What do you remember about the days before the ability to record television programs? Who chose what to watch in your family? How did you choose?
*My third-grade class was divided into the Lost in Spacers and the Batmanites. We Lost in Spacers made up a rhyme about Batman that we thought was hilarious at the time, but I can only remember the not hilarious part of it now:
“Batman and Robin
Batman and Robin
Something something something something
That’s what Batman and Robin are!
**It turned out that Woody Woodpecker was not on that night and my temper tantrum was wasted.

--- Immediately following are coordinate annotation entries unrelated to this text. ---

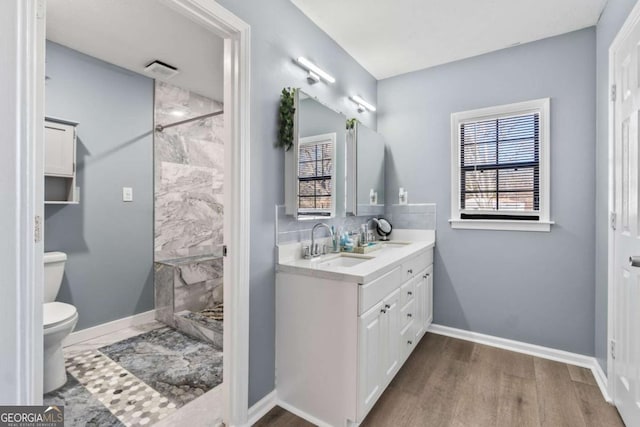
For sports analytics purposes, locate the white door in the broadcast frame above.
[612,15,640,426]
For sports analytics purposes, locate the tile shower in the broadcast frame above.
[154,82,224,348]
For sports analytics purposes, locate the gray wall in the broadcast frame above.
[45,42,153,330]
[378,28,596,355]
[595,0,636,372]
[212,0,376,405]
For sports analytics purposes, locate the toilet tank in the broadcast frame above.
[44,252,67,302]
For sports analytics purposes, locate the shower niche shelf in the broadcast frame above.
[154,255,224,349]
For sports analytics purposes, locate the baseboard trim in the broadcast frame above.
[248,390,278,426]
[277,400,333,427]
[591,358,613,405]
[63,310,156,347]
[429,324,611,403]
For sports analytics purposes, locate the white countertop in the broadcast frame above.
[276,230,436,284]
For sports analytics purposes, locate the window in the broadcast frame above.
[298,134,335,218]
[450,98,552,231]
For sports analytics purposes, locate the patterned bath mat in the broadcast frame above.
[99,328,222,407]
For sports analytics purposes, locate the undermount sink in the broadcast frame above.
[317,253,373,268]
[383,240,411,248]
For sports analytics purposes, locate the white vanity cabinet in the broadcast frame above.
[276,247,433,426]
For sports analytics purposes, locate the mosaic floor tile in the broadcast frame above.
[43,374,124,427]
[66,350,176,427]
[99,328,222,408]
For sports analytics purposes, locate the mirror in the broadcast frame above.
[346,122,385,216]
[285,89,347,220]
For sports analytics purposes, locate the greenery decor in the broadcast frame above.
[277,87,296,151]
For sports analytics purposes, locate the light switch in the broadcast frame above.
[122,187,133,202]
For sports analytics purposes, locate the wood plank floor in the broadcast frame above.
[255,334,624,427]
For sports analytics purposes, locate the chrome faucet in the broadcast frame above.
[309,222,335,258]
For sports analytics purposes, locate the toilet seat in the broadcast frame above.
[42,302,78,329]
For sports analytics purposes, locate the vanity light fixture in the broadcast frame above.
[296,56,336,84]
[351,95,376,113]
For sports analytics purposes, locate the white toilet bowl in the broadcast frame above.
[43,302,78,393]
[42,252,78,393]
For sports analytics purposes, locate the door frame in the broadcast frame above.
[607,2,640,404]
[8,0,251,426]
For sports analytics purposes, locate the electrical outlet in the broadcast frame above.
[122,187,133,202]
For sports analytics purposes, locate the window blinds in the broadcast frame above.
[298,142,333,215]
[459,112,540,220]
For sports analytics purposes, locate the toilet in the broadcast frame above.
[43,252,78,393]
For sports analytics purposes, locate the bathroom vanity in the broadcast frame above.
[276,230,435,426]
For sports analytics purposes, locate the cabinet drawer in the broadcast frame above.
[400,280,416,307]
[402,249,433,280]
[358,266,402,316]
[400,298,416,329]
[400,320,417,363]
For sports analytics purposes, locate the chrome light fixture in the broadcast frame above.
[351,95,376,113]
[296,56,336,84]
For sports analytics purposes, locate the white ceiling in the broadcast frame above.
[47,0,224,101]
[291,0,607,79]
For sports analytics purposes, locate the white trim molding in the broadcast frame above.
[428,323,611,403]
[63,310,156,347]
[0,0,45,405]
[449,219,555,231]
[248,390,278,426]
[449,98,554,232]
[277,400,334,427]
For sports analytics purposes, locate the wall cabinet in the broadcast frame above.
[276,248,433,426]
[44,117,78,204]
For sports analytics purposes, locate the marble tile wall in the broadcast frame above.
[154,82,224,261]
[154,256,224,347]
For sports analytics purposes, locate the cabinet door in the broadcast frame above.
[425,265,433,329]
[357,302,386,419]
[414,276,427,342]
[380,289,401,385]
[44,121,75,177]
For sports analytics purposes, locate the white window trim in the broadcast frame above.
[449,98,554,232]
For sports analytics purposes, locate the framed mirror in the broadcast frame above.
[285,89,347,220]
[346,121,385,216]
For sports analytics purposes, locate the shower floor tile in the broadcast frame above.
[53,323,222,427]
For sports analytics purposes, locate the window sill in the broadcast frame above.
[449,219,554,233]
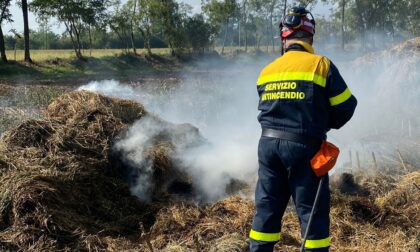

***I think I won because 1. The only television I watched at the time was on Sunday evenings when I watched Masterpiece Theatre and Monty Python & 2. Bob didn’t want to be in the same room with a crazy cousin who threw temper tantrums at age 19.
14 thoughts on “Back when we had to choose”
We had so few channels when I was growing up I don’t think there was ever any conflict over what to watch: Batman, Get Smart, Mary Tyler Moore, Twilight Zone, and Alfred Hitchcock Presents.
Oh, except my mom insisted on watching Bonanza, which nobody else liked.
I seriously wonder if there was anything my parents insisted on watching — I don’t recall anything. Of course my dad was probably working in the garage anyway, but my mom must have wanted to watch something.
Oh — I remember the Batman and Robin song my 3rd grade class sang. I think I might have made it up.
*I think this was supposed to be sung to the tune of the Batman and Robin theme song but since we never watched Batman we didn’t know that the song went “Batman! Batman! Batman! Batman! Dadadadada Batman!”
We only had one channel when I was little. Then I remember the excitement of getting a second! So we all watched things together. Sunday afternoons – my father’s only time off from the farm – watching old westerns or war movies, was a highlight. And Disneyland on Sunday nights when I was little.
Wow. Only one channel? Wow.
Parents got to decide what was watched. I remember watching both Lost in Space and Batman and Robin, but I think Batman and Robin was on in the afternoons, so it must have already been syndicated.
My parents didn’t own a color TV until I was in my twenties and bought them one. I don’t know how old I was before I actually saw The Wizard of Oz turn color. Old.
We got a color TV fairly early — although my grandparents had one before we did.
I had a friend in college who didn’t have color tv at his house and he watched The Wizard of Oz turn color in my presence. It was pretty cool to see his reaction. “SO THAT’S WHAT THEY MEANT BY A HORSE OF A DIFFERENT COLOR!”
It all becomes clear…
AFter school there was really only one channel with cartoons, so Ian and I watched together–smurfs, He-man, GI Joe, Bugs Bunny, whatever. In prime time, it was my parents, and we were banish-ed from the TV room rather early in the evening if they were watching something. I remember many evenings going to bed to the theme song of Hill STreet. Or MASH…
Oh you’re so young, Bridgett! Dean and I were shacking up when Hill Street Blues was on.
I can remember before television. We lived in Michigan’s Upper Peninsula on the Canadian border and we got our first channel, CBC, when I was two. I can vaguely remember watching Howdy Doody. It was the only channel until I was, hmm, maybe in about 2nd or 3rd grade. Then we had 2 channels until I was a teenager and cable came to town.
I don’t think we got Batman but I was a Lost in Space fan and still am. I own the DVDs. I have rarely watched TV in many years. I joke sometimes that I’m not even sure how to turn our vintage (1980s) Sony sets on.
My folks still only get one real channel in their lake house. My dad thinks he gets more than one though, and uses the remote to change from one fuzzy “station” to the next.
I didn’t watch TV until I came to the U.S. at fourteen. Maybe that’s why I’ve never watched it much, even these days with the infinite number of choices.